French luxury giant LVMH Moët Hennessy Louis Vuitton said Monday it had reached a deal to buy U.S.-based jewelry legend Tiffany & Co. for $16.2 billion.
LVMH said in a statement that the deal valued the 180-year-old Tiffany and its 300 boutiques worldwide at $135 a share. The agreed-upon deal is higher than the $14.5-billion cash offer LVMH made last month.
The conglomerate said both companies’ boards approved the deal and hoped to finalize the takeover in 2020 subject to the approval of regulators and Tiffany shareholders.
LVMH says the deal will strengthen its position in high-end jewelry and in the U.S. market.
LVMH already owns 75 brands including Christian Dior, Fendi and Givenchy as well as watchmaker Tag Heuer. The purchase would also give LVMH a much broader foothold in the United States and broaden its offerings in jewelry.
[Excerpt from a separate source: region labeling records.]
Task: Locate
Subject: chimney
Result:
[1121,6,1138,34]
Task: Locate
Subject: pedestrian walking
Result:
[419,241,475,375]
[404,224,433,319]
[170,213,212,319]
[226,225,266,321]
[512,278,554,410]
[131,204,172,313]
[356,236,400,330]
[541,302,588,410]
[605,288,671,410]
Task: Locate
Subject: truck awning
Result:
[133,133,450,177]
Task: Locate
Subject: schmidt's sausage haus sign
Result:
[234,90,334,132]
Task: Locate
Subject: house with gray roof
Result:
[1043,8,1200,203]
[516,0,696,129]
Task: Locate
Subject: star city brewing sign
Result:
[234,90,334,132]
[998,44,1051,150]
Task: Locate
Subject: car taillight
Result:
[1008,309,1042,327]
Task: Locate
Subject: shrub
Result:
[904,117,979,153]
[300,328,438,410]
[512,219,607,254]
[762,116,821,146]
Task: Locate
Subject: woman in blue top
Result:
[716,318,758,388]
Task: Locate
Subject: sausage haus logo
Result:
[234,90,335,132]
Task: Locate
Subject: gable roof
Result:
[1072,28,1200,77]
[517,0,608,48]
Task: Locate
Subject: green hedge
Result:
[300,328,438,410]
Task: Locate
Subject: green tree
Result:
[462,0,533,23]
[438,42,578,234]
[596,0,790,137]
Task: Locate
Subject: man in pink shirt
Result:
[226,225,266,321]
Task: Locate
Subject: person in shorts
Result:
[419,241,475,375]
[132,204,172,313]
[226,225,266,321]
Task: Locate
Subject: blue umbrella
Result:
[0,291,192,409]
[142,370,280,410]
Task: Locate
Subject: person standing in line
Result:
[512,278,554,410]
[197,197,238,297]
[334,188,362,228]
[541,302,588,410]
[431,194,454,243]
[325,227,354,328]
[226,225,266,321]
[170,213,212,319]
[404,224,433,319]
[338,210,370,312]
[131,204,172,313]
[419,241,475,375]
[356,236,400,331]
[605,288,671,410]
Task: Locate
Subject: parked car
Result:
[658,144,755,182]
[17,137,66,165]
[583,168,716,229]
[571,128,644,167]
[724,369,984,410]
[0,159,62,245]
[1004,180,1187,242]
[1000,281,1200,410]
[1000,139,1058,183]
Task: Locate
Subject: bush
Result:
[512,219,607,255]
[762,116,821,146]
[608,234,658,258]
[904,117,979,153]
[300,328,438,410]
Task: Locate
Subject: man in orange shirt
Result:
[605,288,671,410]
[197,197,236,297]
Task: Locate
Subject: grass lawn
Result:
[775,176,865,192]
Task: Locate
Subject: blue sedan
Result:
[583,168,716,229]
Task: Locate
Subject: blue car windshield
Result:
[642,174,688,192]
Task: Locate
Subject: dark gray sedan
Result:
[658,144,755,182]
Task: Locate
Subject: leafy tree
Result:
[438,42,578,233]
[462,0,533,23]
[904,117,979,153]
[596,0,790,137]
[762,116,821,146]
Tiffany says the deal will ensure the company’s long-term sustainability. Tiffany, which is trying to transform its brand to appeal to younger shoppers, can use a company with deep pockets to help expand its business.
The offer comes as luxury goods companies have been wrestling with changing habits of shoppers who are increasingly buying online. They’re also purchasing secondhand luxury items from such places as the RealReal.
In addition, luxury companies are facing fears of an economic slowdown in China, a key area of business, while they’re already dealing with a slowdown in international tourism in the U.S.
Under Chief Executive Alessandro Bogliolo, Tiffany is trying to appeal to younger shoppers with more modern takes on jewelry. Earlier this year, it launched a men’s jewelry collection, and it’s increasing its marketing to a more diverse customer base that includes same-sex couples. It’s also been renovating its flagship store in Manhattan.
Still, Tiffany’s U.S. sales have been stagnating as China’s slowing economy has weighed on spending by Chinese tourists, who make up a substantial portion of luxury spending. The strong dollar has also made Tiffany products more expensive for consumers outside the U.S.